Despite his family’s outrage and horror, it does appear that the evidence against Boettcher was overwhelming. Boettcher admitted to both a Gloucester County Sheriff’s Office investigator and a hospital crisis worker that he had been having sexual contact with the girls. Additionally, a computer forensics analyst had hacked into Boettcher’s computer and found documents for the “Golden Hearts Club”. One of the victims, then sixteen, also testified that Boettcher had her stand naked and recite vows to enter the Golden Hearts Club. He had evidently told her that she “had qualities he hadn’t seen in anybody in a long time.” The victim said she had moved to Hopesville when she was fourteen and Boettcher had started having sexual intercourse with her two months later. The offenses took place at the home, in Boettcher’s vehicles, and at a construction site where Boettcher and his wife were building a home.
Boettcher was finally caught when another resident saw him kissing the girl intimately. The resident told a housemother, who then contacted social services. At that point, local law enforcement became involved.

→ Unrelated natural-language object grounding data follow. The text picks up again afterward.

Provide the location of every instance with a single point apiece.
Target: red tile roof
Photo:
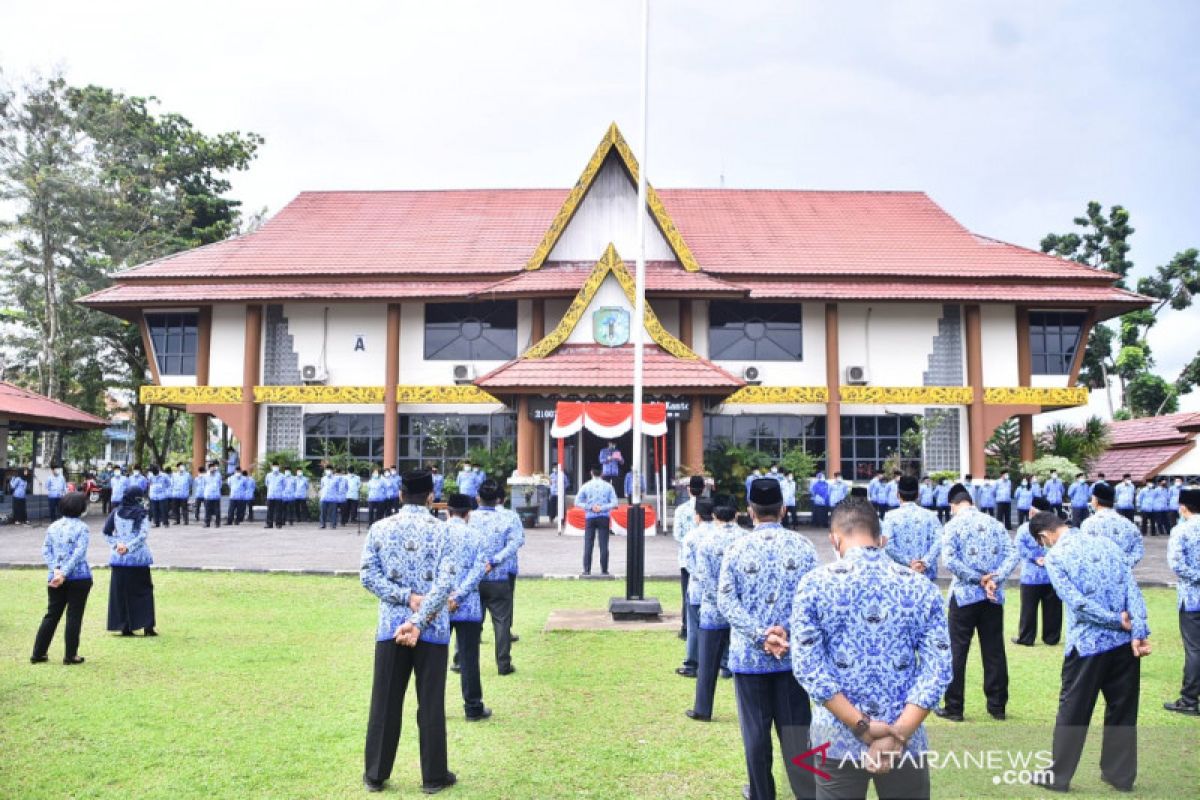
(23, 405)
(591, 366)
(1141, 463)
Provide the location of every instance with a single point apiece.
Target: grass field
(258, 687)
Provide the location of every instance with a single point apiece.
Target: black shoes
(1179, 707)
(444, 783)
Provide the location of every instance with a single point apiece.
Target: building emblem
(611, 325)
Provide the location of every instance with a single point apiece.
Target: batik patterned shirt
(1123, 533)
(1092, 578)
(975, 545)
(759, 578)
(709, 552)
(411, 552)
(66, 548)
(913, 535)
(874, 631)
(1183, 558)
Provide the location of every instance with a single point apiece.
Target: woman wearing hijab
(131, 591)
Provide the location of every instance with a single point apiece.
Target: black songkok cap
(766, 492)
(418, 481)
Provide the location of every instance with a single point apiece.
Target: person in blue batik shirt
(759, 577)
(870, 645)
(979, 557)
(1183, 558)
(69, 579)
(466, 611)
(713, 630)
(1107, 522)
(912, 535)
(1036, 589)
(130, 589)
(1107, 638)
(409, 563)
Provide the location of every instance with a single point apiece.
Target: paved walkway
(306, 548)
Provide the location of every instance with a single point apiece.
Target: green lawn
(258, 687)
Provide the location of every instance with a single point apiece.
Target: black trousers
(1116, 674)
(394, 666)
(906, 781)
(71, 596)
(773, 699)
(712, 644)
(988, 619)
(595, 525)
(1032, 594)
(497, 600)
(467, 644)
(1189, 631)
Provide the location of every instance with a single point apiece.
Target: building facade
(407, 328)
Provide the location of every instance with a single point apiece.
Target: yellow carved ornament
(612, 140)
(609, 264)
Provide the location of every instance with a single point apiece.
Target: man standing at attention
(598, 499)
(1107, 637)
(684, 521)
(873, 675)
(979, 557)
(759, 577)
(912, 536)
(409, 564)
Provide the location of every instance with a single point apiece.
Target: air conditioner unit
(463, 373)
(313, 374)
(857, 376)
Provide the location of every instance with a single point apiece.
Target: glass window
(471, 331)
(1054, 338)
(760, 331)
(173, 337)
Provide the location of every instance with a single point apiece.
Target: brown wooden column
(390, 380)
(251, 370)
(203, 355)
(976, 428)
(1024, 378)
(833, 385)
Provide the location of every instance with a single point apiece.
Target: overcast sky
(1011, 115)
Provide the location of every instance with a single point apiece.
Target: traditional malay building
(409, 326)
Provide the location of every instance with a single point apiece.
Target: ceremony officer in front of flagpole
(409, 564)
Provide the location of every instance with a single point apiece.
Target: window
(1054, 337)
(471, 331)
(867, 441)
(173, 337)
(772, 434)
(443, 440)
(760, 331)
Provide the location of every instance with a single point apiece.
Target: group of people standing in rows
(858, 651)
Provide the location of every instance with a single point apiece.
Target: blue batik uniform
(877, 633)
(1120, 530)
(913, 534)
(1183, 558)
(503, 536)
(1091, 576)
(472, 557)
(1029, 551)
(66, 549)
(411, 552)
(759, 578)
(975, 545)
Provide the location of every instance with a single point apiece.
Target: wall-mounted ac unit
(857, 376)
(463, 373)
(313, 374)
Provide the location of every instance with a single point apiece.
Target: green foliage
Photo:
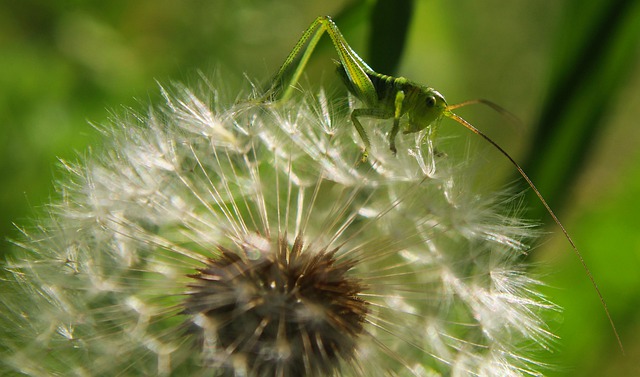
(571, 65)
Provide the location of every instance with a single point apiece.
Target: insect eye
(431, 101)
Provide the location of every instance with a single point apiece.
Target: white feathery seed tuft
(217, 239)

Boettcher faced up to 45 years in prison for his crimes. In Mach 2000, he was sentenced to 19 years, with ten suspended. I see Boettcher was defended by Michael Soberick. I remember in the late 1980s, Mr. Soberick ran for public office in Gloucester. I only remember that because I was taking a high school journalism course at the time and, as part of that course, attended a question and answer session he gave. I remember it being boring, except that there was a guy in my class there upon whom I had a massive crush. My dad had taken me to the session, which was held at Rappahannock Community College. My dad said my crush looked like a “wimp”. Good thing I ended up with Bill, who did meet with my dad’s approval.
I see Boettcher is now listed as a registered sex offender and apparently lives in Dutton. His neighbors evidently aren’t too pleased, although he has apparently not caused any problems since he got out of prison. I also found the Hopesville property listed for sale, although there appears to be a discrepancy in the years reported when the buildings were erected. Frank Seal, who founded Hopesville in its many incarnations, died in 2003.

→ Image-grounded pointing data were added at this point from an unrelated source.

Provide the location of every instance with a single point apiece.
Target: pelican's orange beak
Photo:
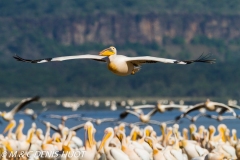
(107, 52)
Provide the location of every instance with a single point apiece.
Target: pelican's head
(11, 125)
(2, 113)
(89, 133)
(108, 135)
(108, 52)
(160, 107)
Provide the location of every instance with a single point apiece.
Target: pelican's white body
(119, 65)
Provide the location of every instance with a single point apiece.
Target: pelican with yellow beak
(119, 64)
(112, 153)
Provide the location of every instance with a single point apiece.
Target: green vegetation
(38, 8)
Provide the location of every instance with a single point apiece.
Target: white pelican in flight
(119, 64)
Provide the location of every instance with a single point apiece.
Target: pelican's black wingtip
(36, 98)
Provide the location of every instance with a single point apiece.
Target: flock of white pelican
(119, 64)
(118, 143)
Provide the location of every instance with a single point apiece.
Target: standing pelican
(112, 153)
(143, 118)
(119, 64)
(98, 121)
(10, 115)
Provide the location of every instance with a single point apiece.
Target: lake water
(115, 114)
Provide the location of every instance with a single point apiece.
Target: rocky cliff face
(118, 29)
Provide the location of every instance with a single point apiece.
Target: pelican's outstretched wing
(64, 58)
(149, 59)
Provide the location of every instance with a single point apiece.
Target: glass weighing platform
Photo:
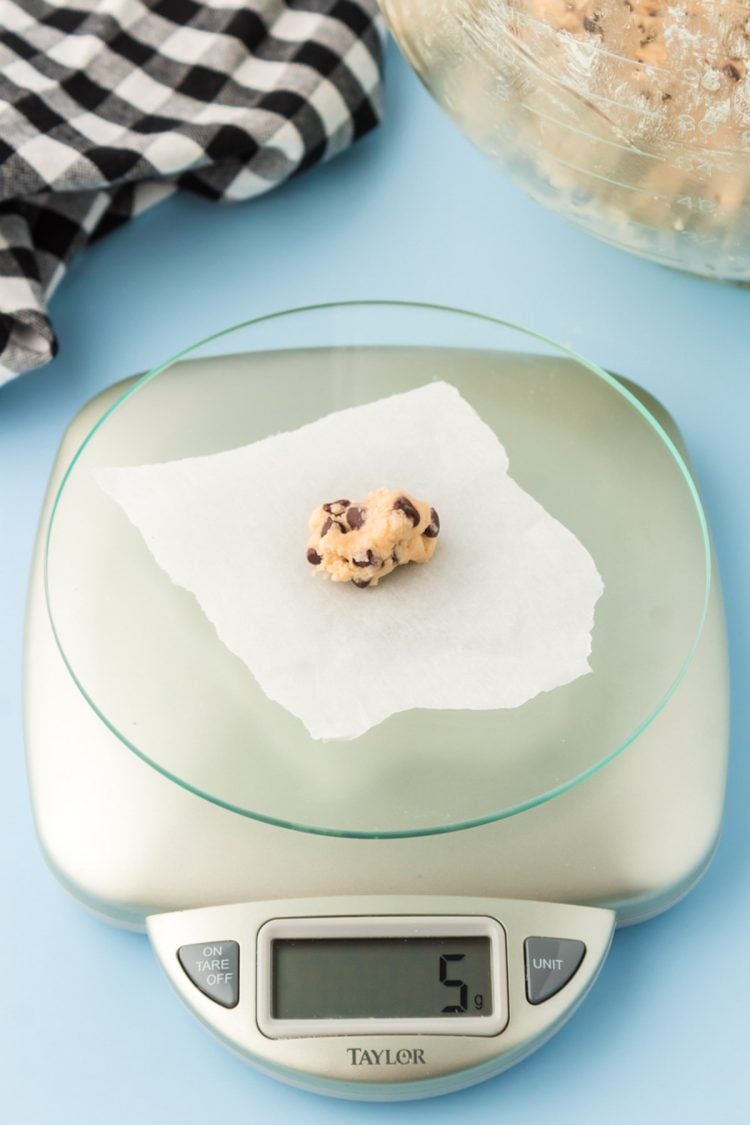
(416, 909)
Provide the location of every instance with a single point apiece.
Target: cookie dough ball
(363, 540)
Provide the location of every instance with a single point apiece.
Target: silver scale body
(142, 852)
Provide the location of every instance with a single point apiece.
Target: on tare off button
(214, 969)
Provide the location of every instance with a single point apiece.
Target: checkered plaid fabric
(108, 106)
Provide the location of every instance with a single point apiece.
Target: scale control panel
(383, 997)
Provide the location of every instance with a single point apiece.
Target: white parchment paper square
(504, 610)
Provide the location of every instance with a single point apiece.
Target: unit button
(214, 968)
(551, 962)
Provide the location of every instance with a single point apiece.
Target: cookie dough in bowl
(629, 117)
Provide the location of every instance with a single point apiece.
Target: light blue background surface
(89, 1029)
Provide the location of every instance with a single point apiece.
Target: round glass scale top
(599, 459)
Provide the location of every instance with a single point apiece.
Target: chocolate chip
(332, 523)
(433, 528)
(369, 559)
(336, 506)
(407, 507)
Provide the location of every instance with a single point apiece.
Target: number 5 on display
(463, 995)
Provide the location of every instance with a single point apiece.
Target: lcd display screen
(381, 978)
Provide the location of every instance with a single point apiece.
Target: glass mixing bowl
(629, 117)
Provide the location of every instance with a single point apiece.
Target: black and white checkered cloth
(108, 106)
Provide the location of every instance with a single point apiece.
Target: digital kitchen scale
(417, 909)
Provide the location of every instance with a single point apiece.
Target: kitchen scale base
(146, 848)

It’s amazing what a long memory, a little morbid curiosity, and a lot of nosey proclivities will get you. Incidentally, this is certainly not the first time a trusted man from the area where I grew up turned out to be a pervert. In 2008, there was a huge scandal in nearby Middlesex County when it turned out that the recently retired social worker, Arthur Bracke, had been molesting boys in his care for years. I have written about Mr. Bracke, now mercifully deceased, several times. Although I would be the first to say that men are often unfairly accused of being monsters, the evidence is clear that sometimes the ones we trust the most turn out to be total creeps. It also drives home the fact that kids who go to foster care sometimes wind up in situations as bad or worse than the ones they’ve escaped.
I don’t know much about the late Reverend Frank Seal, but it does sound like he was probably a good man who had good intentions when he started his boys’ home and Christian school. I’m sure this whole catastrophe was awful for him and his family. In more than one article about his school/home, he is quoted as saying “It has been my life… Jesus said, `Suffer the little children to come unto me.’ I’ve tried to live up to that.”
There were even some people testifying in favor of Mr. Boettcher, who, like many sex offenders, wasn’t a complete monster. Of course, they almost never are “complete monsters”. If they were monsters, they would have a much harder time getting access to their victims. But anyway, I do remember Hopesville Christian Academy and how creepy it seemed as I passed it on my bike thirty years ago. I guess my intuition was dead on again.